Greenock is a small town on the north-west edge of the Barossa Valley. Located 66 km from Adelaide on the Sturt Highway (A20), Greenock is characterised by tree-lined streets with shady peppercorn trees which offer welcome relief from the hot summers which are characteristic of the area.

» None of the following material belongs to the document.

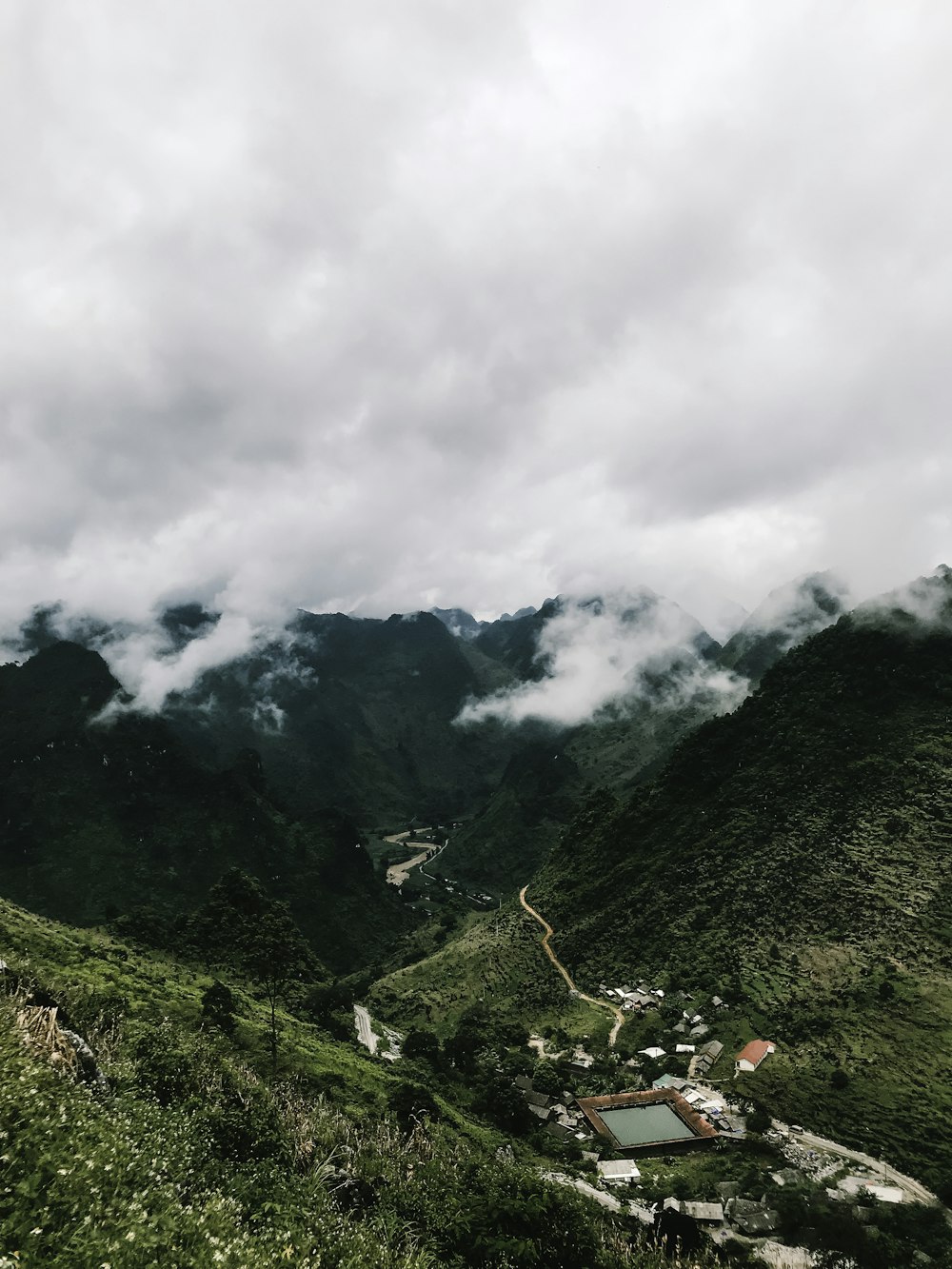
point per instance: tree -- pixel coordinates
(243, 925)
(423, 1044)
(219, 1006)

The town was named by James Smith, the secretary of George Fife Angas, after Greenock on the River Clyde in Scotland and is sometimes called Little Scotland in the Barossa Valley. The town is also located on the famous Heysen Trail.

==Residents==
According to the 2016 Census the population of the Greenock census area was 1087 people. Of these 51.8% were male and Aboriginal and/or Torres Strait Islander people made up 0.7% of the population. The median age of people in Greenock was 40 years and 84.4% were Australian born. The median weekly household income is A$1,568 per week, compared with $1,026 for South Australia overall. 35.7% of the population identify themselves as having no religion, while 25.7% identify as Lutheran.